There’s a great treat in store for theatrelovers, the late-fifteenth century Morality play, “Everyman”, Live from London’s National Theatre; one of the oldest plays in English drama, it’s rarely performed nowadays. So, given the excellent standards we have come to expect from The ‘National’, in the past few years at the SGC, and in my own case, over many decades now, it’s a rare opportunity for those who love the theatre to see one of the great seminal plays in our theatre.
In the NT production, Everyman is played by Chiwetel Ejiofor, who first came to international prominence in the marvellous 2013 film, “12 Years a Slave”. Ejiofor, who played the slave, Solomon Northrop, was nominated for an Oscar and won a Bafta award for his role in that film; I thought it a superb film and Ejiofor was simply magnificent as the slave in a real-life story of Northrop, a freeman, who was sold in Washington D.C. and spent 12 years in slavery in Louisiana. I look forward eagerly to seeing Ejiofor in the role of Everyman in this live screening.
“Everyman”, a pre-Reformation drama (written c. 1500), is of the genre Morality Play, a dramatic allegory. The Morality Play is a dramatisation of the battle between good and evil in the human soul, of man’s search for salvation and the temptations to which he is subject on his journey through life. “Everyman”, (“The Summoning of Everyman”, it its full title), is written in Middle English. Morality plays such as “Everyman” have been a great influence on our theatre – Marlowe’s “Dr Faustus”, to cite but one.

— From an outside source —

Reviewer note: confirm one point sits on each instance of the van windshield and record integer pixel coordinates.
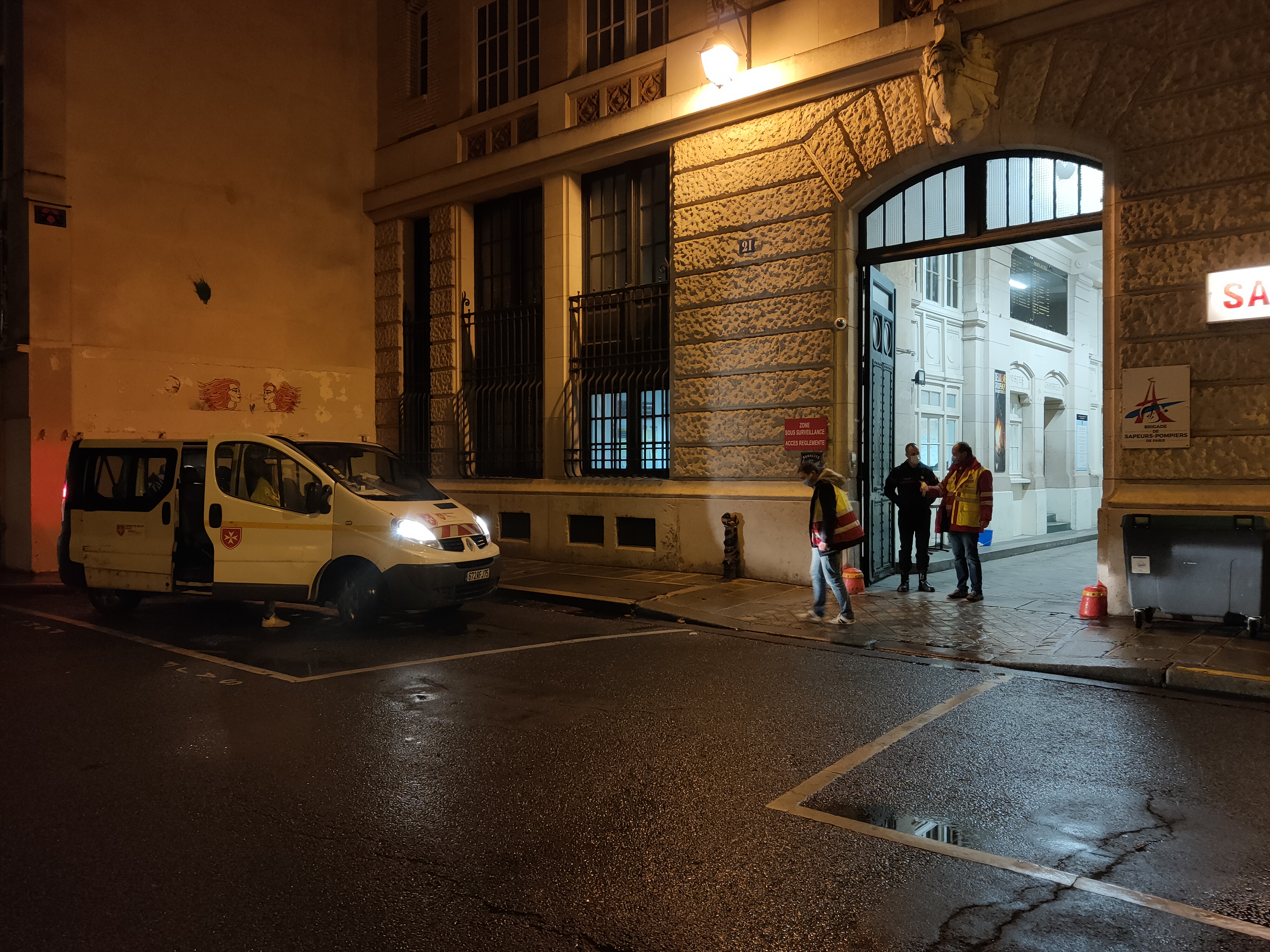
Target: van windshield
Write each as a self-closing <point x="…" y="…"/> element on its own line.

“Everyman” is an allegorical tale in which the hero is summoned by Death. A messenger is sent to tell him that God is about to sit in judgement on his soul. When Everyman tries to get people and things from his life on earth to accompany him and plead his case before God, his Good Deeds alone go with him on that road.
“Everyman” is a play that asks probing questions of all of us about what are the really important things in our lives. Coming from the ‘National’, with a great leading actor and a great supporting cast, I believe it’s not to be missed.